When we work in the Gen environment, we essentially follow the same procedure, with one exception: we use a gen~ object inside of the part of our patch that the pfft~ object loads.
If you’ve looked at an MSP patch hosted by a pfft~ object in comparison to its gen~-based cousin, they look remarkably similar — the gen~ operators even have similar names to their MSP counterparts (minus the tilde [~] in the object’s name, of course).
But there’s a crucial difference: When we’re doing frequency domain processing using gen~ - as with any other kind of gen~-based processing - we’re operating on one sample at a time rather than blocks of samples as we’re accustomed to in MSP.
Practically speaking, it means that we need to think about things like techniques for counting through stored buffer data when doing frequency domain processing. Many new users find working with pfft~ difficult because it’s signal vector-based. I personally find that working in gen~ is a little easier once you get the hang of it. What you really need to embrace is a single idea: you're counting one sample at a time as you do your processing.
To get a feel for how that works, we’re going to create some gen~ patching loaded by a pfft~ object in MSP. I hope that you’ll find it a little more approachable.

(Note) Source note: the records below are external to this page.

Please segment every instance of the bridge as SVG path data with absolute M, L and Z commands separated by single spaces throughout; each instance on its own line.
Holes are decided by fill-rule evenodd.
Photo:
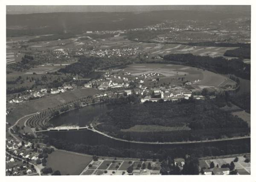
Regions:
M 61 128 L 48 128 L 47 130 L 41 130 L 40 131 L 34 131 L 34 133 L 39 133 L 39 132 L 43 132 L 44 131 L 76 131 L 77 130 L 82 130 L 84 129 L 87 129 L 89 128 L 89 126 L 84 126 L 83 127 L 61 127 Z

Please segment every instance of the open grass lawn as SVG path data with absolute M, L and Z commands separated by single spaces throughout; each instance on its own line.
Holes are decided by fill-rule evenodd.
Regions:
M 240 175 L 244 175 L 250 174 L 250 173 L 248 172 L 244 169 L 237 169 L 237 173 Z
M 207 164 L 207 163 L 204 160 L 199 161 L 199 165 L 200 166 L 200 168 L 202 168 L 202 167 L 204 167 L 206 168 L 207 169 L 209 167 L 209 166 Z
M 142 161 L 135 161 L 134 163 L 132 163 L 134 167 L 134 170 L 136 168 L 137 168 L 137 166 L 138 164 L 140 164 L 141 165 L 142 165 L 143 162 Z
M 53 171 L 59 170 L 62 175 L 78 175 L 92 161 L 92 157 L 60 151 L 49 154 L 47 159 L 47 167 Z
M 104 173 L 104 170 L 96 170 L 94 173 L 93 174 L 94 175 L 101 175 L 103 174 Z
M 109 170 L 117 170 L 117 169 L 118 169 L 118 168 L 119 168 L 119 167 L 120 167 L 120 165 L 119 164 L 119 163 L 121 163 L 122 162 L 122 161 L 115 161 L 116 162 L 115 163 L 112 163 L 111 165 L 110 165 L 110 166 L 109 166 L 109 168 L 108 168 L 108 169 Z M 117 166 L 118 166 L 117 167 L 116 167 Z
M 151 164 L 152 169 L 153 170 L 160 170 L 161 169 L 161 162 L 158 161 L 153 162 Z
M 97 168 L 99 165 L 100 163 L 101 163 L 101 161 L 94 161 L 92 164 L 92 167 L 89 167 L 89 169 L 96 169 Z
M 85 171 L 83 172 L 83 173 L 81 174 L 81 175 L 90 175 L 94 172 L 94 170 L 90 170 L 90 169 L 88 169 L 86 170 Z
M 111 164 L 112 161 L 110 160 L 105 160 L 99 166 L 98 169 L 106 170 Z M 109 165 L 107 165 L 107 164 Z
M 158 126 L 157 125 L 135 125 L 128 129 L 121 129 L 121 131 L 130 132 L 148 132 L 159 131 L 174 131 L 176 130 L 190 130 L 187 126 L 169 127 L 167 126 Z
M 93 88 L 81 88 L 23 103 L 14 108 L 6 117 L 6 122 L 13 125 L 19 118 L 26 115 L 47 109 L 48 108 L 53 108 L 87 96 L 93 96 L 99 93 L 97 90 Z
M 119 170 L 126 171 L 128 168 L 131 165 L 131 164 L 129 164 L 129 161 L 124 161 L 121 165 L 121 166 L 118 169 Z

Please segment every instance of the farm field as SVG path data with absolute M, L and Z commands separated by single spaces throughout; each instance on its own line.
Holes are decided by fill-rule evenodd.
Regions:
M 246 158 L 250 158 L 250 156 L 247 156 L 244 158 L 243 156 L 238 156 L 239 159 L 237 162 L 234 162 L 235 165 L 235 168 L 237 170 L 239 174 L 250 174 L 250 162 L 247 163 L 244 162 Z M 203 160 L 199 161 L 199 165 L 200 168 L 203 167 L 205 167 L 207 168 L 210 166 L 211 162 L 213 162 L 215 166 L 218 165 L 219 168 L 223 164 L 227 163 L 230 164 L 230 162 L 234 160 L 236 157 L 224 158 L 221 159 L 215 159 L 208 160 Z
M 73 100 L 87 96 L 99 94 L 93 88 L 81 88 L 62 94 L 51 95 L 20 105 L 14 108 L 6 117 L 6 122 L 13 124 L 17 119 L 27 114 L 40 111 L 48 108 L 53 108 Z
M 92 160 L 92 157 L 85 155 L 55 151 L 49 155 L 47 166 L 53 171 L 59 170 L 62 175 L 78 175 Z
M 85 167 L 80 175 L 101 175 L 111 174 L 120 175 L 122 175 L 123 172 L 127 174 L 127 169 L 131 165 L 131 164 L 129 164 L 129 161 L 130 161 L 133 162 L 134 169 L 135 169 L 137 168 L 137 166 L 138 164 L 141 165 L 143 162 L 145 162 L 146 168 L 147 167 L 148 163 L 151 163 L 152 170 L 160 170 L 161 169 L 161 163 L 159 162 L 148 161 L 144 162 L 129 159 L 119 159 L 117 160 L 114 160 L 115 162 L 113 163 L 113 160 L 111 160 L 110 159 L 108 158 L 107 159 L 99 159 L 98 161 L 91 161 L 90 164 L 92 165 L 92 167 L 89 167 L 88 164 L 88 165 Z M 119 165 L 119 163 L 120 164 Z M 109 165 L 107 165 L 108 164 Z M 118 166 L 117 168 L 116 168 L 117 165 Z M 139 169 L 141 169 L 141 167 L 139 168 Z M 106 173 L 105 173 L 105 171 L 107 171 Z M 113 173 L 113 172 L 114 173 Z
M 157 73 L 169 78 L 164 81 L 166 83 L 174 78 L 184 77 L 184 80 L 193 82 L 199 80 L 194 84 L 197 85 L 219 87 L 227 84 L 234 84 L 235 82 L 227 77 L 202 69 L 181 65 L 160 64 L 134 64 L 129 65 L 124 69 L 124 72 L 130 72 L 132 75 Z M 166 78 L 160 79 L 164 80 Z M 223 84 L 224 82 L 224 84 Z M 172 83 L 171 83 L 172 84 Z M 223 84 L 223 85 L 221 85 Z

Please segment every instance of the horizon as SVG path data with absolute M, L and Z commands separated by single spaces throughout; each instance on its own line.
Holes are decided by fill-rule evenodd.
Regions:
M 160 11 L 250 11 L 250 5 L 6 6 L 6 14 L 51 13 L 140 12 Z

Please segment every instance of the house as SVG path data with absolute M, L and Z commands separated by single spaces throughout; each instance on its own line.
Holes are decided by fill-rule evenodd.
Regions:
M 211 169 L 204 169 L 203 171 L 204 174 L 205 175 L 223 175 L 229 174 L 230 169 L 228 168 L 219 168 L 215 167 Z
M 13 145 L 12 145 L 12 149 L 17 149 L 19 148 L 19 146 L 16 143 L 15 144 Z
M 9 150 L 12 149 L 12 145 L 8 144 L 6 145 L 6 148 Z
M 151 175 L 160 175 L 160 171 L 157 170 L 151 170 L 150 171 Z
M 140 170 L 135 169 L 131 172 L 133 175 L 139 175 L 140 174 Z
M 38 158 L 35 156 L 33 156 L 31 158 L 31 160 L 37 160 Z
M 175 159 L 174 164 L 179 167 L 183 167 L 185 164 L 185 159 L 182 158 Z
M 58 94 L 59 92 L 59 91 L 56 88 L 52 88 L 51 89 L 51 94 Z
M 46 89 L 45 88 L 42 88 L 41 89 L 41 91 L 40 91 L 41 92 L 42 92 L 42 93 L 47 93 L 47 89 Z
M 85 87 L 86 88 L 90 88 L 91 87 L 92 87 L 91 84 L 90 84 L 89 83 L 87 83 L 86 84 L 84 84 L 84 87 Z

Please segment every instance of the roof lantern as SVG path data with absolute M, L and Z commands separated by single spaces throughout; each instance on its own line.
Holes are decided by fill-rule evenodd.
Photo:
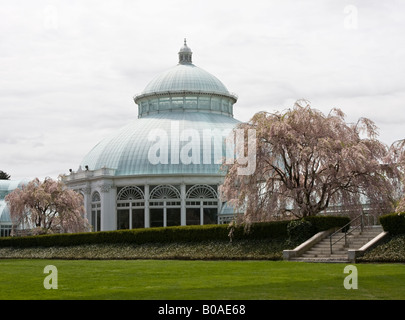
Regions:
M 179 51 L 179 64 L 192 64 L 191 56 L 193 52 L 187 46 L 187 39 L 184 38 L 184 45 L 180 48 Z

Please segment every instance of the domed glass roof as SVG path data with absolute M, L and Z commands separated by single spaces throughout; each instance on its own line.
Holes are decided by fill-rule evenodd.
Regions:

We’ll start by creating an MSP patch that takes live input, writes amplitude and phase information into a buffer, and reads and outputs audio derived from the buffer into which it stores that data, all in the gen~ audio processing domain. Let’s go!
I’ll start by creating a buffer~ object in my top-level Max patch that I'll use to store amplitude and phase data for a sequence of spectral frames. Since I’ll be working in stereo, it’ll be a 4-channel buffer (left channel amplitude, left channel phase, right channel amplitude, and right channel phase).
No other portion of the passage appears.